Впрочем, на сей раз Машенька в комнатах не сидела. Аниска отыскала ее в саду. В самых что ни на есть дремучих зарослях. Она часто, как позволяла погода, тут время проводила – на удобной полукруглой скамейке, один край которой, по ходу солнца, всегда был на свету, а другой в тени. Здесь и чай пила, и книжки читала, и писала что-то на листочках. Насчет ее писаний Аниску давно разбирало любопытство: молитвы, что ли, записывает? Или письма? Да письма-то – кому? Родне уральской? Так Иван-то Парфенович с сестрой – Аниска слыхала – как есть сироты. Сам-то еще мальчишкой сбежал с завода, а уж потом, после отмены крепости, привез Марфу Парфеновну.

Лучше б не привозил, с досадой подумала Аниска и тут же устыдилась. Не сахар, конечно, хозяйская сестрица. Все у нее – грех, лишний раз не засмейся; а уж если, не дай Господь, пропадет какая веревочка либо лоскуток завалящий – будет пилить, пока всю душу не вынет! А все-таки бывают и хуже. Взять хоть Евпраксию Александровну Полушкину. Та хоть и замужем за подрядчиком, а дама, из настоящих дворян. Да что толку. Прислуга от нее стоном стонет.

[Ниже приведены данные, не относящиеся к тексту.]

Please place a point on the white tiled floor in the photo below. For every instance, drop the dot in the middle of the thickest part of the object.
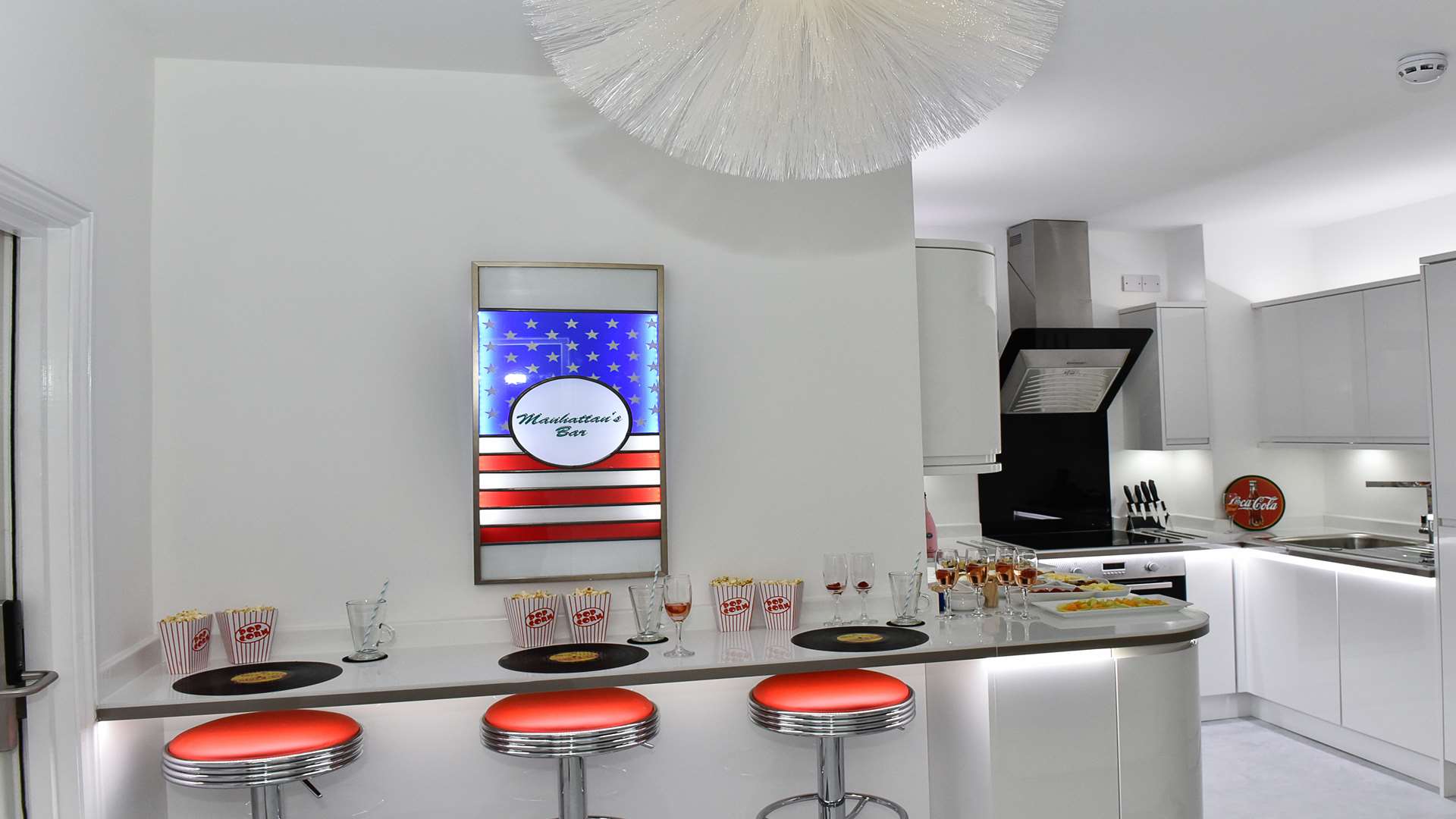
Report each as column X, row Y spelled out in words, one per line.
column 1253, row 770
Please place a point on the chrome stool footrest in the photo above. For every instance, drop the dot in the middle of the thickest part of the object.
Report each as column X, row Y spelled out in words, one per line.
column 826, row 809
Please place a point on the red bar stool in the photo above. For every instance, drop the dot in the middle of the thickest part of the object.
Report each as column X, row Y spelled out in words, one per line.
column 261, row 752
column 570, row 725
column 832, row 706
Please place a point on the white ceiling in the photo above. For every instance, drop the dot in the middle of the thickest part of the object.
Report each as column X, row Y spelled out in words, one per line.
column 1147, row 114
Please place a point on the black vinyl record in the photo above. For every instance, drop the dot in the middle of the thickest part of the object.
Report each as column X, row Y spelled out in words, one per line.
column 256, row 678
column 573, row 657
column 859, row 639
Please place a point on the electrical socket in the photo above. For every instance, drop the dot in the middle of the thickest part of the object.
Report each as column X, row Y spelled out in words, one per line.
column 1142, row 283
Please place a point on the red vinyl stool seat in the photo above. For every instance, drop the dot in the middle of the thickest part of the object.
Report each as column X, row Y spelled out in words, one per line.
column 568, row 711
column 830, row 706
column 566, row 726
column 261, row 752
column 830, row 692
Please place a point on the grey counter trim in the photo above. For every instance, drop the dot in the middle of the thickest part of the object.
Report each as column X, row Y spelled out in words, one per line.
column 626, row 676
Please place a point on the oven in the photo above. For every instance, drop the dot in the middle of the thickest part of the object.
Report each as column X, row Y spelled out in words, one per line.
column 1152, row 575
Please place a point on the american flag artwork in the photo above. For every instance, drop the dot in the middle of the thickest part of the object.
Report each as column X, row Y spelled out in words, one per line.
column 523, row 500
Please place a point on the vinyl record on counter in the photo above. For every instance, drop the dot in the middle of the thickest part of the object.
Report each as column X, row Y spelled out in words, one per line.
column 573, row 657
column 861, row 639
column 256, row 678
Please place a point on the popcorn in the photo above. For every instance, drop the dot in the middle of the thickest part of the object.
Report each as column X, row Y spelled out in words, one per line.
column 536, row 595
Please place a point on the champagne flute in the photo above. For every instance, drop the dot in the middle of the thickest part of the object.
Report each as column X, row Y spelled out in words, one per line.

Ой, да разве до этого сейчас! Аниска отмахнулась от ненужных мыслей и раздвинула ветки калины с тяжелыми кистями красных ягод, открывая путь к заветной Машенькиной скамейке.

Маша еще издали услышала ее приближение. Быстро закрыла книжку, спрятав между страниц тонкий карандашик и густо исписанный листок. Подняла голову.

– Аниска, ты что? Батюшка зовет?

Она сидела на солнечной стороне скамейки, и волосы ее на свету ярко золотились, сделавшись почти такого цвета, как отцовская борода. На самом-то деле они у нее просто светлые. То есть можно было бы сказать: будто спелая пшеница или еще как. Да пшеничные-то косы только у красавиц бывают, а Маша – ну какая она красавица? Худенькая, бледненькая, все у нее из рук валится, от дома до церкви со своей хромой ногой дойдет, и уже надо сесть передохнуть. И даже не это главное, а то, что она как не от мира сего. Смотрит – не видит, слушает – не слышит. Глаза будто внутрь себя повернуты. И ведь глаза-то – этого Аниска не могла не признать – хороши. Будто вода озерная и по ней рассыпаны золотые искры, точно как у отца. Только вот жизни в этих глазах и на сотую долю нет по сравнению с отцовскими.

Словом, гордеевскую дочку можно было пожалеть. Хотя и достоинства за ней водились, Аниске недоступные. Книжку какую хочешь могла прочитать, что по-русски, что по-французски. А недавно начала с Левонтием Макаровичем Златовратским изучать латинскую грамоту. Зачем, спрашивается? Латинцы эти, Аниска слыхала, давным-давно все перемерли. Ну, им, ученым людям, виднее. Да вот еще – музыка. Иван Парфенович выписал чуть не из заграницы два здоровенных музыкальных ящика. Один, побольше, взгромоздили к Машеньке в горницу, другой – во флигель для общественных собраний. И так она ловко выучилась на этих фортепьянах играть! Сперва-то не очень получалось, а нынче – заслушаешься. Настоящая барышня, даром что крестьянского звания. Аниска так ее и звала: барышня. Куда до нее Евпраксии Полушкиной.